Everywhere I go these days-as a pharmacist and director of continuing education, I run smack dab into the words "interprofessional" and "interdisciplinary"-especially in the worlds of healthcare, medicine, and pharmacy education. In the era of healthcare reform and the Affordable Care Act, all partners in the healthcare team-nurses, doctors, public health professionals, pharmacists, dentists and clinical exercise physiologists--are collaborating in order to work smarter and better with each other to provide optimal patient care.
The Interprofessional Education Collaborative (with member organizations from nursing, osteopathic medicine, pharmacy, dentistry, medicine and public health) developed the Core Competencies for Interprofessional Collaborative Practice in May, 2011. In that expert panel, four core interprofessional competency domains were named:
- Values/Ethics for Interprofessional Practice
- Roles/Responsibilities for Collaborative Practice
- Interprofessional Communication
- Interprofessional Teamwork and Team-based Care
What about ACSM-certified professionals and Registered Clinical Exercise Physiologists (RCEP)? They are part of the healthcare team too! Below are just three examples of these core values in action-ACSM-certified professionals who are not just educating their healthcare teams, but also making a difference in the lives of patients:
- Mark Patterson, M.Ed. and ACSM RCEP at Kaiser Permanente, in a region with many cyclists, often collaborates with primary care, specialty medicine (vascular surgery), and cycling coaches to determine whether or not patient surgery is necessary. The primary care physician sees patients initially, and refers some patients to the vascular surgeon. An ankle brachial index (ABI) and angiogram were performed in one case, which revealed nothing significant. Mark was then consulted and asked to have the patient bring in the bicycle in order to simulate the complaint. Abnormal post exercise ABI was found and a post-exercise angiogram with repositioning of the legs revealed the problem of abnormal vascular anatomy when in a cycling position. This proper diagnosis occurred with the appropriate team members collaborating with the patient to determine positive outcomes.
- Clinton Brawner, M.S. and ACSM-certified Clinical Exercise Specialist (CES) and RCEP, works in Preventive Cardiology Unit at Henry Ford Hospital in Detroit. The unit regularly hosts internal and external medical residents and fellows to learn about cardiopulmonary exercise testing. The physicians in training shadow Ph.D.-level clinical exercise physiologists working in the laboratory. Fellows and residents also receive information on cardiac rehabilitation, clinical weight management, and the Unit team educates patients about available resources, including Clinical Exercise Physiologists and Dietitians.

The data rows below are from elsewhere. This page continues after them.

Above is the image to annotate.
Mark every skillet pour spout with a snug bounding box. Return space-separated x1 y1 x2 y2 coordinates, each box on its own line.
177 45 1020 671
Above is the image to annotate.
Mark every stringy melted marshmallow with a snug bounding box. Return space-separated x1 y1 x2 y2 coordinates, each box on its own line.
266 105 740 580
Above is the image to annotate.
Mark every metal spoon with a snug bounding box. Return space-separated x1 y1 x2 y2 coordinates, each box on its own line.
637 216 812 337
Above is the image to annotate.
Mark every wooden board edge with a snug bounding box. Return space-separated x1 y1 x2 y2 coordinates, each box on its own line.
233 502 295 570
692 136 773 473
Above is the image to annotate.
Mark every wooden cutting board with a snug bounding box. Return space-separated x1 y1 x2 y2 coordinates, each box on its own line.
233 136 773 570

- David Seigneur, M.S., ACSM CES, FAACVPR, interacts with a cardiologists and surgeons on a regular basis. In one case, the team needed to address the clinical question: was a permanent pacemaker necessary for a patient with temporary external pacing due to underlying slow atrial fibrillation? Working along with the physicians, David and the team determined that the patient's intrinsic heart rhythm responded appropriately during exercise while the temporary pacemaker was turned off, suggesting a permanent pacemaker was not needed. A permanent pacemaker would have increased medical costs and the hospital stay for the patient-both unnecessary.

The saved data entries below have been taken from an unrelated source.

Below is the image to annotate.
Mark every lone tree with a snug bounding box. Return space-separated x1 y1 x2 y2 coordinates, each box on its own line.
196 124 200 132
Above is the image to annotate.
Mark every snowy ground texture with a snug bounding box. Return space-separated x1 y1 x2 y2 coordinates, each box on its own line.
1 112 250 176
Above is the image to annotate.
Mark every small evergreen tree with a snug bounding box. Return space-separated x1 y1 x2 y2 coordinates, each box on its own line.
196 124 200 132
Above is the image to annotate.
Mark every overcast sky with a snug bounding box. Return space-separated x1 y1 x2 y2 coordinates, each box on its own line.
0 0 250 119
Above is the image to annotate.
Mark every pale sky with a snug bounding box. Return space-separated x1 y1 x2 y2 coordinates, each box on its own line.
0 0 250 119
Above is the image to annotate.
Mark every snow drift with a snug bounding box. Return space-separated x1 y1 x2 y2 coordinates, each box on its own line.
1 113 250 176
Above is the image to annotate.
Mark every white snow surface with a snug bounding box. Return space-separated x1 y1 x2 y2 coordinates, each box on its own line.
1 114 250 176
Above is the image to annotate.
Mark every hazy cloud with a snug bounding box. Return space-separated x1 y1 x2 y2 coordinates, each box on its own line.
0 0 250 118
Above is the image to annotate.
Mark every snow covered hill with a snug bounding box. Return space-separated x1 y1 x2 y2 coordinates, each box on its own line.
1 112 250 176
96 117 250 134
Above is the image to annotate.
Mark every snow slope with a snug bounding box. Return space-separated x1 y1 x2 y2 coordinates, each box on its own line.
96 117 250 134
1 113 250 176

These three examples demonstrate the true value of care that is interprofessional and collaborative-improving patient care and producing positive patient outcomes. ACSM-certified professionals are answering the call on interprofessional care--are you?
Erin Albert is the community member of the Executive Committee for ACSM. She is also an entrepreneur, author, pharmacist, attorney and the Director of Continuing Education and Preceptor Development at the Butler University College of Pharmacy and Health Sciences in Indianapolis.